They're current layout isn't great but, like you, I've not found vibration to be a big problem. Of all the trains I catch over the Paris-Roubaix of points that exist just south of Basingstoke, the Voyagers handle it the best. The key issue is just the shear lack of carriages - they almost look like a Hornby set when they pull in, especially when they're running only 4.


----------



## domd1979 (23 Dec 2008)

And all this interchange is being forced when New St is going to be redeveloped....

DfT and CrossCountry allege that people will change at places like Wolves and Cheltenham instead. Er.



jonesy said:


> That's because, in their wisdom, the DafT have decreed that we can't have south coast to Scotland trains any more; you have to change at New St onto a, er, Voyager... running all the way to Glasgow on an electrified line...


----------



## domd1979 (23 Dec 2008)

> Yup. It's only the shell that remains the same. And they're not the original 125 coaches.



They're built from Mk3 stock, so are virtually the same. Power cars have been re-engined on virtually all HSTs now (think the only originals remaining are in Network Rail's measurement train).



> The biggest problem with the Voyagers is that, despite claims that they've sorted the toilets out, they still stink.



Yep. Some are quite horrible.


----------



## jonesy (23 Dec 2008)

domd1979 said:


> And all this interchange is being forced when New St is going to be redeveloped....
> 
> DfT and CrossCountry allege that people will change at places like Wolves and Cheltenham instead. Er.

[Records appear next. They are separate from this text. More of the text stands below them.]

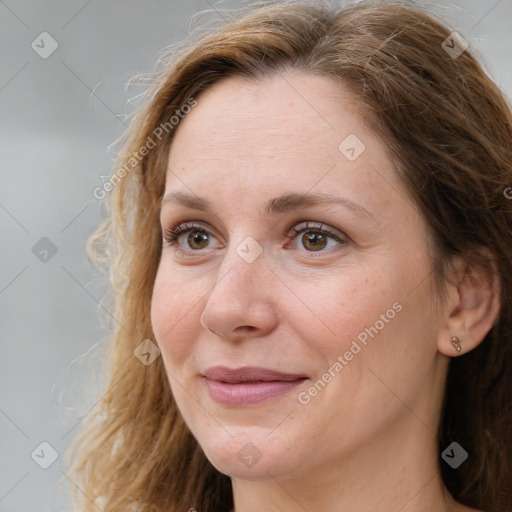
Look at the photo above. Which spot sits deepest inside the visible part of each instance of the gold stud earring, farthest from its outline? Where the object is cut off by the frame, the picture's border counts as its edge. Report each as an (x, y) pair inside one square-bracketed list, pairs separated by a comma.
[(456, 343)]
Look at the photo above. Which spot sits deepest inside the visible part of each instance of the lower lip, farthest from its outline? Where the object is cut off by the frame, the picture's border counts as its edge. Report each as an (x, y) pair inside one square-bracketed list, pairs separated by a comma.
[(237, 395)]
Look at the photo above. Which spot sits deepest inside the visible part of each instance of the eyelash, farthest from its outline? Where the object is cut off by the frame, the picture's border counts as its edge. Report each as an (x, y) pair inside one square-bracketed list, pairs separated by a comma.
[(171, 235)]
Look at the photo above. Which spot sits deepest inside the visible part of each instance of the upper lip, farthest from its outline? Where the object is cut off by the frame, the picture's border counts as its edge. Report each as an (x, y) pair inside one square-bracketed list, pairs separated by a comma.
[(248, 374)]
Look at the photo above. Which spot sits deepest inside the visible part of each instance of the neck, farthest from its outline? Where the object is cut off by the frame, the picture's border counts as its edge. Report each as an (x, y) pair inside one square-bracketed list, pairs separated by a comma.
[(398, 471)]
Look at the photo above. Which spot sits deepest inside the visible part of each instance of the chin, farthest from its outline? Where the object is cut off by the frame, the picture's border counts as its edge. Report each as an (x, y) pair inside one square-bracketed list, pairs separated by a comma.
[(256, 459)]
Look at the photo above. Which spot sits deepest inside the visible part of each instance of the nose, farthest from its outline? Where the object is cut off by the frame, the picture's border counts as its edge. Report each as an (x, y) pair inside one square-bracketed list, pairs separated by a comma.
[(243, 301)]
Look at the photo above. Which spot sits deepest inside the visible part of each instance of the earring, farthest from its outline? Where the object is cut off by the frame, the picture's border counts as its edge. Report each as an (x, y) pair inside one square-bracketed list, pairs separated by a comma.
[(456, 343)]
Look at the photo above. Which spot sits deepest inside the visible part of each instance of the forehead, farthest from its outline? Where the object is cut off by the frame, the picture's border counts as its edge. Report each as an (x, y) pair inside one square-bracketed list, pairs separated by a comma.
[(282, 132)]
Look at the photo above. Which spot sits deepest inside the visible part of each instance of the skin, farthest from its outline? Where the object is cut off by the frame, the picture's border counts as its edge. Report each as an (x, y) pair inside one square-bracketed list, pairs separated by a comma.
[(367, 440)]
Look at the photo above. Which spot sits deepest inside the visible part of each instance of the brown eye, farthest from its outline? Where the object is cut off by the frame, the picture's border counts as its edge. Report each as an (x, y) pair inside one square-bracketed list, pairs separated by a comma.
[(316, 238), (314, 241), (197, 240)]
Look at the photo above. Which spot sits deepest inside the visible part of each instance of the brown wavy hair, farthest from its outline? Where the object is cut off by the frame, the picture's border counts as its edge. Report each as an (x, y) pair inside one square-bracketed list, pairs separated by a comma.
[(447, 128)]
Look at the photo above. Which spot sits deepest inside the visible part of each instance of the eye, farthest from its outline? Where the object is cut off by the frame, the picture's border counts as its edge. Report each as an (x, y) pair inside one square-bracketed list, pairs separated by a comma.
[(316, 238), (197, 239)]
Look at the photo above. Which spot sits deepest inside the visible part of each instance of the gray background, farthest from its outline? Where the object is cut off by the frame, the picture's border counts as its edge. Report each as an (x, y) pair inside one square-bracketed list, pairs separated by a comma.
[(59, 115)]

Do you know what the DfT's reason was for ending XC services to Glasgow? The same type of trains are still being used on the same route, but with the afforementioned annoyance and delay of a change at Brum. What is achieved by this?


----------



## Bollo (23 Dec 2008)

> Yup. It's only the shell that remains the same. And they're not the original 125 coaches.
> 
> The biggest problem with the Voyagers is that, despite claims that they've sorted the toilets out, they still stink.


Yeah, er. Sorry about that. I'd leave it until Brockenhurst if I were you.


----------



## domd1979 (23 Dec 2008)

The DfT alleged it would give better performance at New Street by removing conflicting moves, they also reckoned that not that many people crossed Birmingham on XC services (hmmm). They also seem to have this desire to standardise service patterns and reduce the number of operators on a given corridor (hence things like Birmingham to Notts now being XC). 

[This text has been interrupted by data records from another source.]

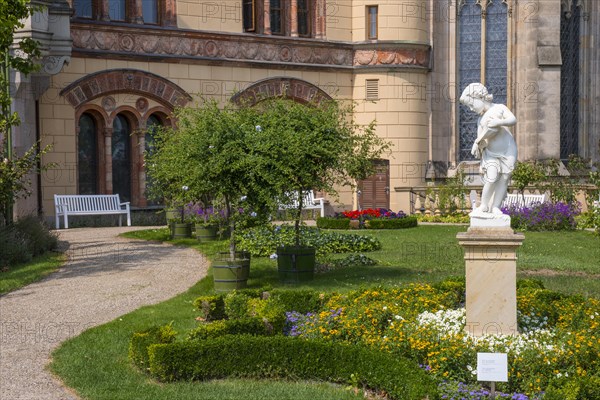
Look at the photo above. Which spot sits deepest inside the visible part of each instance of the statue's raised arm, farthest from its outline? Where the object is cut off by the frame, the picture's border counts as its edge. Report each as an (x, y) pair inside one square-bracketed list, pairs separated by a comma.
[(495, 146)]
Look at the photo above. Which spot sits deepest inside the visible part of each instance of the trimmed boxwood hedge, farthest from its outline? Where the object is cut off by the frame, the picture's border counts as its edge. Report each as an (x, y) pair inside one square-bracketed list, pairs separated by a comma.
[(250, 326), (393, 223), (375, 223), (283, 357), (140, 341), (333, 223)]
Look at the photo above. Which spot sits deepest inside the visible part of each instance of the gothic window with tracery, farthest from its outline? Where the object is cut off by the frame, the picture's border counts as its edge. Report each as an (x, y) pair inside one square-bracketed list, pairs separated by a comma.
[(570, 24)]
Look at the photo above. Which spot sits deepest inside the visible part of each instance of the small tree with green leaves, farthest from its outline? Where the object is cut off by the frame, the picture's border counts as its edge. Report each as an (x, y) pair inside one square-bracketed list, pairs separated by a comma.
[(213, 152), (312, 147), (14, 170)]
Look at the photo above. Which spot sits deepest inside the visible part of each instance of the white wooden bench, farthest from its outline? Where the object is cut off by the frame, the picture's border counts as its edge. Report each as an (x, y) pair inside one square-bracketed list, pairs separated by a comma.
[(309, 202), (96, 204), (516, 199)]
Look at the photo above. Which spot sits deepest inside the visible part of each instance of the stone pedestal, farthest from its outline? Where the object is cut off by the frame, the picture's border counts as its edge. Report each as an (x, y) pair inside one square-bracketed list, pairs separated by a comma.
[(491, 271)]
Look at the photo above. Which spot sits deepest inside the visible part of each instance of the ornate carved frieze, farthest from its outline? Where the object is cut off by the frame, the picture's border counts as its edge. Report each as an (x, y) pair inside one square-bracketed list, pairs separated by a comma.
[(202, 47), (124, 80), (297, 89)]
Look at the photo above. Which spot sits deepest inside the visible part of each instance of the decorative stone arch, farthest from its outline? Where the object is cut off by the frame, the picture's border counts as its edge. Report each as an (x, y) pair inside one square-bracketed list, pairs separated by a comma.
[(163, 114), (103, 130), (292, 88), (111, 81)]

I'd also speculate that rolling stock comes into the transfer to West Coast of Glasgow services to give Virgin a load of 221s which they need for Holyhead services and so on. But DfT doesn't micro manage. Or determine who has what stock. Apparently.



jonesy said:


> Do you know what the DfT's reason was for ending XC services to Glasgow? The same type of trains are still being used on the same route, but with the afforementioned annoyance and delay of a change at Brum. What is achieved by this?


----------



## domd1979 (23 Dec 2008)

And filling New Street with fumes whilst idling!!!



> I know. And with them went that lovely whistling sound.


----------



## Danny (30 Dec 2008)

domd1979 said:


> The DfT alleged it would give better performance at New Street by removing conflicting moves, they also reckoned that not that many people crossed Birmingham on XC services (hmmm).


The elderly mother of a friend of mine came up from Bournemouth to York at Christmas. As there is no longer a direct service she had to change at Birmingham and despite booking assistance in advance to help her get from one platform to another, the staff at Birmingham said they had no record of this and refused to help her at all. This happened on both the outward and return journeys!

I gather XC and now advising elderly and disabled passengers not to avoid changing at Birmingham.


----------